= Constantin Langa-Rășcanu =

Romanian diplomat

Constantin Langa-Răşcanu was a Romanian diplomat. He was the head of the Romanian delegation at the Vienna meeting with the delegation of the Soviet Union headed by N. N. Krestinsky.

The meeting had been convened after a preliminary discussion between Georgy Chicherin, People's Commissar of Foreign Affairs and Constantin Diamandy minister plenipotentiary of Romania. During that meeting, Georgy Chicherin had suggested that the Soviet Union recognize the unification of Bessarabia and Romania on condition that the Romanians give up the claims to the Romanian national treasure and the Romanian Crown Jewels which had been evacuated to Moscow during World War I and had not been returned.

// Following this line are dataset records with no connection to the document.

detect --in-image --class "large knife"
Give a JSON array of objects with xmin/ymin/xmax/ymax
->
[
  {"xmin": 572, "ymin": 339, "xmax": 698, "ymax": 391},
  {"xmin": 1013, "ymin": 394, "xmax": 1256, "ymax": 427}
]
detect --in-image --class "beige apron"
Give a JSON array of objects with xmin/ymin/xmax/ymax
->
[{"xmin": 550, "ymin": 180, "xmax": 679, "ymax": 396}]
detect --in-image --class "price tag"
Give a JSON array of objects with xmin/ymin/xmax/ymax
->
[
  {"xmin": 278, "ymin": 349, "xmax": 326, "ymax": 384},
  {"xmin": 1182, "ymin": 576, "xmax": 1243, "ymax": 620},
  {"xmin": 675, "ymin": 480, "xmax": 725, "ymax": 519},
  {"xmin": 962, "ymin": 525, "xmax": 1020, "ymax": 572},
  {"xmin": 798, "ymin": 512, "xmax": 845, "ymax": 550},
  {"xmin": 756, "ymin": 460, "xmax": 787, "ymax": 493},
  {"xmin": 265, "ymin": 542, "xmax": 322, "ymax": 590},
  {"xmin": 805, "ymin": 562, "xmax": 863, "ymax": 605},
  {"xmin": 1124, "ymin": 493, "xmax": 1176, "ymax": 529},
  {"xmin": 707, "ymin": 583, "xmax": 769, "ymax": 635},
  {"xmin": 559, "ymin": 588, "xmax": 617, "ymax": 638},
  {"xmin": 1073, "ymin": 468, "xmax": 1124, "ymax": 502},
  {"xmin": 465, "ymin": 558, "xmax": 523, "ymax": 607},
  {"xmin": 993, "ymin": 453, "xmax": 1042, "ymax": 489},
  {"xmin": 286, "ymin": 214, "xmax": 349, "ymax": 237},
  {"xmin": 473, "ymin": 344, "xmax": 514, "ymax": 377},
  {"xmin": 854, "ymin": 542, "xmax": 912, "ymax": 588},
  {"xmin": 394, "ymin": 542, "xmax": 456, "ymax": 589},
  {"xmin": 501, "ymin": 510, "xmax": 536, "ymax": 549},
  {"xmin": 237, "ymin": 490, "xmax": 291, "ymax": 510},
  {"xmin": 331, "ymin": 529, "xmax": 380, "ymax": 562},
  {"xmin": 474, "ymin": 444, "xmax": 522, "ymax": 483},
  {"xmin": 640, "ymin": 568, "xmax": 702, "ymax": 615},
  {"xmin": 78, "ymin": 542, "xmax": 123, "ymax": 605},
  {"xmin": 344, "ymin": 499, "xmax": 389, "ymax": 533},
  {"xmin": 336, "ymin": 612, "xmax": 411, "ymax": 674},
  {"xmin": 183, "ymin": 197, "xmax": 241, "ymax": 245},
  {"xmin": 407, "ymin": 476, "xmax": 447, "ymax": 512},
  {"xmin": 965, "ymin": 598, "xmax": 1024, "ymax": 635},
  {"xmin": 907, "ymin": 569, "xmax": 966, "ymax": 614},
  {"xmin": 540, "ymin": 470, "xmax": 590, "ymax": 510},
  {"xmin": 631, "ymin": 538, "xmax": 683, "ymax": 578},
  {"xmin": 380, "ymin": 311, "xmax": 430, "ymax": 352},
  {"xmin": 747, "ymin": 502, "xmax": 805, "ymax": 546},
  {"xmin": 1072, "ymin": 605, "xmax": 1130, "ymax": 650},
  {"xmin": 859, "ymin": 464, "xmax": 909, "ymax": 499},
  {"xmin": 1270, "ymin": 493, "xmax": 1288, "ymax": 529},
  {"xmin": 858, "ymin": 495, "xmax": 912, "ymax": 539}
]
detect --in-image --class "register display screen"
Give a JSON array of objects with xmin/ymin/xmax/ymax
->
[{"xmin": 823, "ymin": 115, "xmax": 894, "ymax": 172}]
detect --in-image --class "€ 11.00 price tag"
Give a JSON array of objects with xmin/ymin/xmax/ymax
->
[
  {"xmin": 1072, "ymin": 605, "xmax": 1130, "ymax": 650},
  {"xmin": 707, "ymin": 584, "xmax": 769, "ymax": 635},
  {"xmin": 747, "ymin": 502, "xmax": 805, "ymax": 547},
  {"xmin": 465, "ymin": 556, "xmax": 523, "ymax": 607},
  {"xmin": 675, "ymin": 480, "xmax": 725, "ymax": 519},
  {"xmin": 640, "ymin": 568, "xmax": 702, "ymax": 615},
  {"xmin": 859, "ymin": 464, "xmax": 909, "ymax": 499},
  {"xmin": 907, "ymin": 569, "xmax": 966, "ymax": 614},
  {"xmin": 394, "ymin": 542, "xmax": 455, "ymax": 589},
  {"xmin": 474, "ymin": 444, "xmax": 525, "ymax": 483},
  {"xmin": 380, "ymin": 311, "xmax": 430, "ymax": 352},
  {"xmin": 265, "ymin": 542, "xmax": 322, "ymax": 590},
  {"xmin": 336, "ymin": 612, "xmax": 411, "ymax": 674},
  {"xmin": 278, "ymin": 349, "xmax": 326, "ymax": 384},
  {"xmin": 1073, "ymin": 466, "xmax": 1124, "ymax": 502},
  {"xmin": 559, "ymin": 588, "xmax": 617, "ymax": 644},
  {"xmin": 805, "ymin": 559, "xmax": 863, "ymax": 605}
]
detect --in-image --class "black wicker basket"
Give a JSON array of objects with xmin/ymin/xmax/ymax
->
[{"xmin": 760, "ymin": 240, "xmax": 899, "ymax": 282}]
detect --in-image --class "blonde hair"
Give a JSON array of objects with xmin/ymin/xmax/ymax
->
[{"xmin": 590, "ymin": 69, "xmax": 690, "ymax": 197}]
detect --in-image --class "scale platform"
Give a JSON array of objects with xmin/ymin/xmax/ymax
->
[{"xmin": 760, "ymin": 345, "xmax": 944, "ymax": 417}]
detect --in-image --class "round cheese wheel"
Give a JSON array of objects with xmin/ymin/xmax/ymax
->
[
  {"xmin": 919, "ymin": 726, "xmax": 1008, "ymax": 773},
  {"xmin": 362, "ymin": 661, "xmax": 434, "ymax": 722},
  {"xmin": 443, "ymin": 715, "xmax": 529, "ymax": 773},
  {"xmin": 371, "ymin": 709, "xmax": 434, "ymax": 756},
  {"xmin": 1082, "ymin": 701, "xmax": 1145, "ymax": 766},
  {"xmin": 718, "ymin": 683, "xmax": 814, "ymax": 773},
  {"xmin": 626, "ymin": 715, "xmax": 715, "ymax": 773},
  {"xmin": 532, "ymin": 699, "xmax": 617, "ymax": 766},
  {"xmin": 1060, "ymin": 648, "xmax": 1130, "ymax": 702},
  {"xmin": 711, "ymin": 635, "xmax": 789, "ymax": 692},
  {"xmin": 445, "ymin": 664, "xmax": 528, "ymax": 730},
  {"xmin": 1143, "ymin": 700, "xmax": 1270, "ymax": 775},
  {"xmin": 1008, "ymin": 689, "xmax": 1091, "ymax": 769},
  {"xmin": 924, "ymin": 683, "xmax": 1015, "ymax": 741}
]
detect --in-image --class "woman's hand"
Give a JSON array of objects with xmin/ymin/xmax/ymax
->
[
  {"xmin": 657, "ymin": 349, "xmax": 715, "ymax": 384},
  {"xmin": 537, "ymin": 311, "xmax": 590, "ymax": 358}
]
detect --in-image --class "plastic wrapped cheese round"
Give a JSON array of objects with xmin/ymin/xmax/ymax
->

The Vienna meeting took place in March–April 1924. Another point of contention was the Romanian national treasure . The auspices were not favorable, as just days before the meeting, the Soviets had created the Moldavian Autonomous Oblast on March 7, 1924, apparently to reinforce their claims on Bessarabia. Constantin Langa-Răşcanu's stated that the Romanian government wanted to separate the issues of Bessarabia and of the national treasure. Langa-Răşcanu also insisted that Romania was not willing to discuss its sovereignty over Bessarabia. Krestinsky countered that the Sfatul Țării had no right to decide the fate of the province in 1918 and he suggested that the fate of the province be decided by plebiscite. On instructions from prime-minister Ion I. C. Brătianu, Constantin Langa-Răşcanu rejected the Soviet demands and the talks collapsed.

The main assignment of Constantin Langa-Răşcanu was serving as minister plenipotentiary of Romania to Greece, where he was involved in the negotiations for the Balkan Pact. He was recalled in 1936.